Al meteen aan het begin van de gelijkenis van de rijke en de arme Lazarus (Lucas 16,19-31) wordt de rijkdom breed uitgemeten. De rijke gaat gekleed in schitterende gewaden en elke dag viert hij feest. Wat is daarop tegen, zou je zeggen. Een mens mag toch genieten van zijn rijkdom? Dan zwenkt de camera naar wie nog meer ‘gezeten’ is op het aardland: een arme. Direct is daar het contrast. Tegenover de overvloed van de bedekking met gewaden van de rijke wordt ons de overvloedige bedekking van de arme getoond. Hij zit ónder de zweren.

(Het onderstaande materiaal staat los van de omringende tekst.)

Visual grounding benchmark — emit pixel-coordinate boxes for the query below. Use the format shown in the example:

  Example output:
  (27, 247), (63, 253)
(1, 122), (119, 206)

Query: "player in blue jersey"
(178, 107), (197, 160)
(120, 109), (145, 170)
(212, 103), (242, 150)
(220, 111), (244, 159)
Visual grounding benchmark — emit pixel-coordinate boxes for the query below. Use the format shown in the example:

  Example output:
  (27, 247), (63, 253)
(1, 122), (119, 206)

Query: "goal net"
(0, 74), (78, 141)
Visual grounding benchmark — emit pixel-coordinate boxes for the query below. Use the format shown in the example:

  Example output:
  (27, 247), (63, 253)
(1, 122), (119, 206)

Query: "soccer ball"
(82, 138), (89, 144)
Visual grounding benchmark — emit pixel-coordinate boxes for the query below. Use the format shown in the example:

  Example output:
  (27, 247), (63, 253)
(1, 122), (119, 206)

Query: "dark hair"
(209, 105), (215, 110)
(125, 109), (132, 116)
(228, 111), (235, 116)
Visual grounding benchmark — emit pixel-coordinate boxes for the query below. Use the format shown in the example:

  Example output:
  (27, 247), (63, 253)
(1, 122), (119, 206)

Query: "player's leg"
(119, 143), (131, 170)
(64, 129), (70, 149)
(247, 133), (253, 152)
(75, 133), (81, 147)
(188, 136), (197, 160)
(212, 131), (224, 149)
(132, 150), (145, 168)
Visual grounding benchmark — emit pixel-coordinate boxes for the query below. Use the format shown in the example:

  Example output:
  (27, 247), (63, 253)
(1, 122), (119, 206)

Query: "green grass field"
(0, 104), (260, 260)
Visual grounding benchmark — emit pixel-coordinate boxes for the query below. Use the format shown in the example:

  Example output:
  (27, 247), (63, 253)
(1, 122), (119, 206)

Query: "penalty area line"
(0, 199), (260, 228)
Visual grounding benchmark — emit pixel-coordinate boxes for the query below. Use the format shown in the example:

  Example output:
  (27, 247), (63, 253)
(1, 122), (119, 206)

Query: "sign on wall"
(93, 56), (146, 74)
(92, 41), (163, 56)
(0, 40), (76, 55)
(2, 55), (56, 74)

Echter, hij heeft één ding dat de rijke niet heeft: zijn naam, Lazarus. Lazarus is de griekse vorm van de hebreeuwse naam Eleazar of Eliëzer, wat betekent (mijn) God helpt of heeft geholpen (Hebr. azar = helpen). Dat is veelzeggend in deze context van de rijke die op dat stukje aardland letterlijk en figuurlijk ‘binnen’ is. Zijn huisvesting biedt enkel plaats voor hemzelf met al zijn menigte. Daarbinnen is geen ruimte meer om deze arme te omvatten. Bij God gaat het er anders aan toe. In de schoot van Abraham (niet ‘op’ de schoot, Naardense Bijbel) heeft de arme de hulp van God ontvangen. Bij de rijke lag de arme buiten de begrenzing van zijn huis, bij zijn poort. Bij Abraham, de rechtvaardige bij uitstek, is hij ‘binnen’ in tegenstelling tot de rijke. Die wordt buitengesloten.

Het griekse woord voor schoot is ‘kolpos’. In Lucas 16,22 houdt het griekse kolpos verband met omvatten. Een klein kind kan worden gedragen in een kolpos, als in een kleed wanneer dat wordt geplooid. Alles wat zich buigt, de vorm aanneemt van een plooi, is een schoot. Zo kan zelfs Abraham een schoot hebben, een vaderschoot!

Het dilemma voor de rijke na zijn sterven is dat alleen de Hades breed genoeg is om hem te kunnen omvatten. Abraham kan zich niet plooien om de mens te omvatten die zich zó breed heeft gemaakt dat in zijn huis geen plaats meer was voor die mens die bij zijn poort was neergeworpen. Niet voor niets lag die arme aan de grens tot waar de rijke zich met zijn huis had uitgestrekt. Hij lijkt speciaal te zijn neergeworpen op de plaats waar de vraag zich voordoet: zal degene die hier woont de ruimte die hij op aarde inneemt met zijn huis zó plooien dat die plaats biedt aan de arme die hier ligt? Want wie zijn huis openstelt voor wie buiten zijn, gebruikt zijn huis als schoot waarin diegenen kunnen binnengaan die kind (Gr.: teknon – 16,25) zijn van Abraham.